Sempre ouvimos dizer que o Natal é a celebração do nascimento do menino Jesus, o Salvador, aquele que traria a paz na terra e que dividiu o calendário.
Mas você já parou para pensar, independente da fé que você carrega, que além do nascimento do bebê, também é a história de uma família corajosa?
Historiadores e teólogos contam que Maria era uma adolescente. Pensa numa adolescente grávida no contexto de hoje. Pensa no seu noivo em ter que dar conta de uma adolescente grávida em que o filho não era seu. Ele poderia ter escolhido entrar nas estatísticas dos pais que abandonam, tão comum ainda neste século. 😥
Mas não. Ele foi um homem presente, protetor e provedor conforme o AMOR o guiava.
O casal não agendou a sua cesárea. O casal não viajou na primeira classe. Viajaram com o mínimo de conforto e muito amor e coragem no peito.
Imagino a Maria sentindo que a “sua hora” estava chegando. Me pergunto o que passava na sua cabeça quando não encontrou lugar em hotéis ou uma parteira, para ajudá-la a transpor o portal da maternidade.
Ainda assim essa mulher seguiu. Seu corpo fez o belo trabalho de parir sem intervenções humanas. Pessoalmente, até por experiência própria, imagino Deus encorajando Maria. Empoderando! Dizendo que ela foi escolhida para parir daquele jeito porque era capaz.
Que seu corpo estava todo pronto, apesar de não ter feito um pré-natal adequado ou ultrassons previstos.
Imagino a situação de José, o carpinteiro que de repente virou parteiro. Que homem!!! Que valentia!!! Que coragem!!!
Creio que a sequência dessa história você já sabe: foram para um estábulo. Não penso só na mensagem da humildade de nascer nestas condições. Mas tb na força Divina que estava com esse casal que toparam andar no mesmo propósito, inundados de ocitocina.
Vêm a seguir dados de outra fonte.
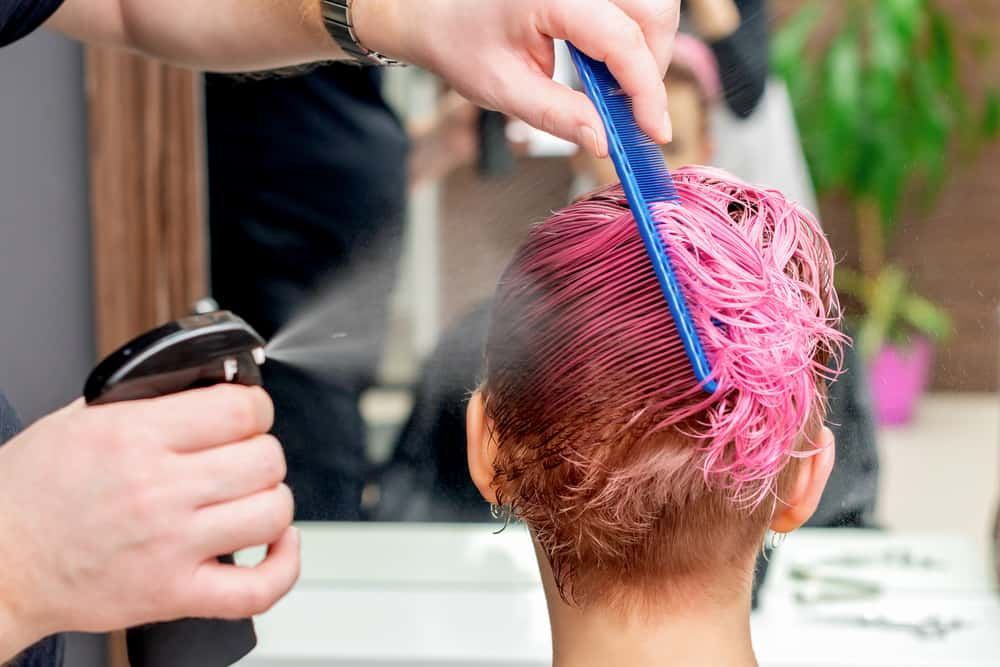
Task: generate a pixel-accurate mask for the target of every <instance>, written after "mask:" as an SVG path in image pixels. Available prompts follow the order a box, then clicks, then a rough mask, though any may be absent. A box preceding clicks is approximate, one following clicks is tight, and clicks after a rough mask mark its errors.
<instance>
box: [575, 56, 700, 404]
mask: <svg viewBox="0 0 1000 667" xmlns="http://www.w3.org/2000/svg"><path fill="white" fill-rule="evenodd" d="M567 46H568V47H569V51H570V55H571V56H572V57H573V62H574V63H575V64H576V67H577V70H578V71H579V72H580V79H581V80H582V81H583V85H584V89H585V90H586V91H587V95H588V96H589V97H590V99H591V100H592V101H593V102H594V105H595V106H596V107H597V111H598V113H599V114H600V116H601V119H602V120H603V121H604V125H605V128H606V129H607V135H608V152H609V153H610V154H611V159H612V161H613V162H614V163H615V170H616V171H617V172H618V177H619V178H620V179H621V182H622V187H623V189H624V190H625V196H626V197H627V198H628V203H629V208H631V209H632V215H633V216H634V217H635V221H636V224H637V225H638V227H639V234H640V235H641V236H642V240H643V243H644V244H645V246H646V254H647V255H648V256H649V259H650V262H651V263H652V265H653V271H654V272H655V273H656V278H657V280H658V281H659V283H660V290H661V291H662V292H663V296H664V298H665V299H666V301H667V305H668V306H669V307H670V313H671V315H672V316H673V319H674V322H673V323H674V325H676V327H677V333H678V337H679V338H680V340H681V342H682V343H683V344H684V351H685V352H686V354H687V357H688V361H689V362H690V366H691V370H692V371H693V372H694V376H695V378H696V379H697V380H698V382H699V383H700V384H701V386H702V388H704V390H705V391H707V392H709V393H715V391H716V390H717V389H718V388H719V385H718V382H717V380H716V379H715V378H714V377H713V376H712V367H711V365H710V364H709V362H708V357H707V356H706V355H705V349H704V346H702V344H701V338H700V337H699V336H698V331H697V329H695V326H694V320H693V319H692V318H691V313H690V311H689V310H688V307H687V303H686V301H685V299H684V294H683V292H681V288H680V283H679V282H678V281H677V277H676V275H675V273H674V269H673V265H672V263H671V261H670V254H669V252H668V250H669V249H668V248H667V245H666V243H665V242H664V241H663V236H662V234H661V233H660V230H659V228H658V226H657V223H656V218H655V211H654V210H653V205H654V204H659V203H668V202H672V203H677V204H679V203H680V195H678V193H677V187H676V185H675V184H674V179H673V178H672V177H671V176H670V171H669V170H668V169H667V163H666V160H664V158H663V152H662V151H661V150H660V147H659V146H658V145H657V144H656V143H655V142H653V141H652V140H651V139H650V138H649V137H648V136H647V135H646V134H645V133H644V132H643V131H642V130H641V129H639V126H638V124H637V123H636V122H635V114H634V113H633V111H632V99H631V98H630V97H629V96H628V95H626V94H625V93H624V92H623V91H622V89H621V86H620V85H619V84H618V81H617V80H615V78H614V76H612V74H611V72H610V71H609V70H608V68H607V66H606V65H605V64H604V63H601V62H598V61H596V60H593V59H592V58H589V57H587V56H585V55H584V54H583V53H581V52H580V51H579V50H577V49H576V47H574V46H573V45H572V44H569V43H567Z"/></svg>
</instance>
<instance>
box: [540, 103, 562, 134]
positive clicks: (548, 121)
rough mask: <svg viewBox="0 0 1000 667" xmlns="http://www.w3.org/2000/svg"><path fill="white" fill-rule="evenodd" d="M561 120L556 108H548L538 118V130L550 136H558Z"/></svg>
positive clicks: (557, 109)
mask: <svg viewBox="0 0 1000 667" xmlns="http://www.w3.org/2000/svg"><path fill="white" fill-rule="evenodd" d="M559 119H560V114H559V110H558V109H557V108H556V107H555V106H547V107H545V109H543V110H542V114H541V115H540V116H539V117H538V129H540V130H542V131H543V132H548V133H549V134H558V132H559Z"/></svg>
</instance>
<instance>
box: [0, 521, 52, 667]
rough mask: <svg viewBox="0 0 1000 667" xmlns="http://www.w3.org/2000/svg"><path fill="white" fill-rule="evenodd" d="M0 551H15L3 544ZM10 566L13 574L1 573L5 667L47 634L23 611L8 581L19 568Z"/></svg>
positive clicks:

Imagino as dilatações acontecendo. Um parto natural comumente não é muito rápido. Imagino a Maria vendo seu corpo de adolescente ganhar um barrigão e um seio cheio de leite. Imagino a bolsa se rompendo. E ela pensar “ai meu Deus, é hoje mesmo!”
Imagino o bebê Jesus fazendo o seu trabalho no parto junto com sua mãe. Sendo expelido vagarosamente para respeitar o corpo daquele ser incrível.
E quando o bebê Jesus nasceu, puxa… imagino o casal olhando pela primeira vez nos olhos daquele que estaria coroando aquele casal como família. Uau, que momento emocionante!!!
Imagino José cortando o cordão umbilical dizendo que Ele ganharia esse mundão. Imagino Jesus mamando pela primeira vez, o aprendizado que também desafiava Maria: nutrir e manter esse bebê vivo.
O puerpério dessa família eu não sei. Sei que Ele veio falar da pureza e da simplicidade do AMOR desde a sua forma de nascer.
Desejo, com todo o meu coração, que a forma pura e simples de amar dessa família entre na sua casa, nos seus relacionamentos e com você mesmo.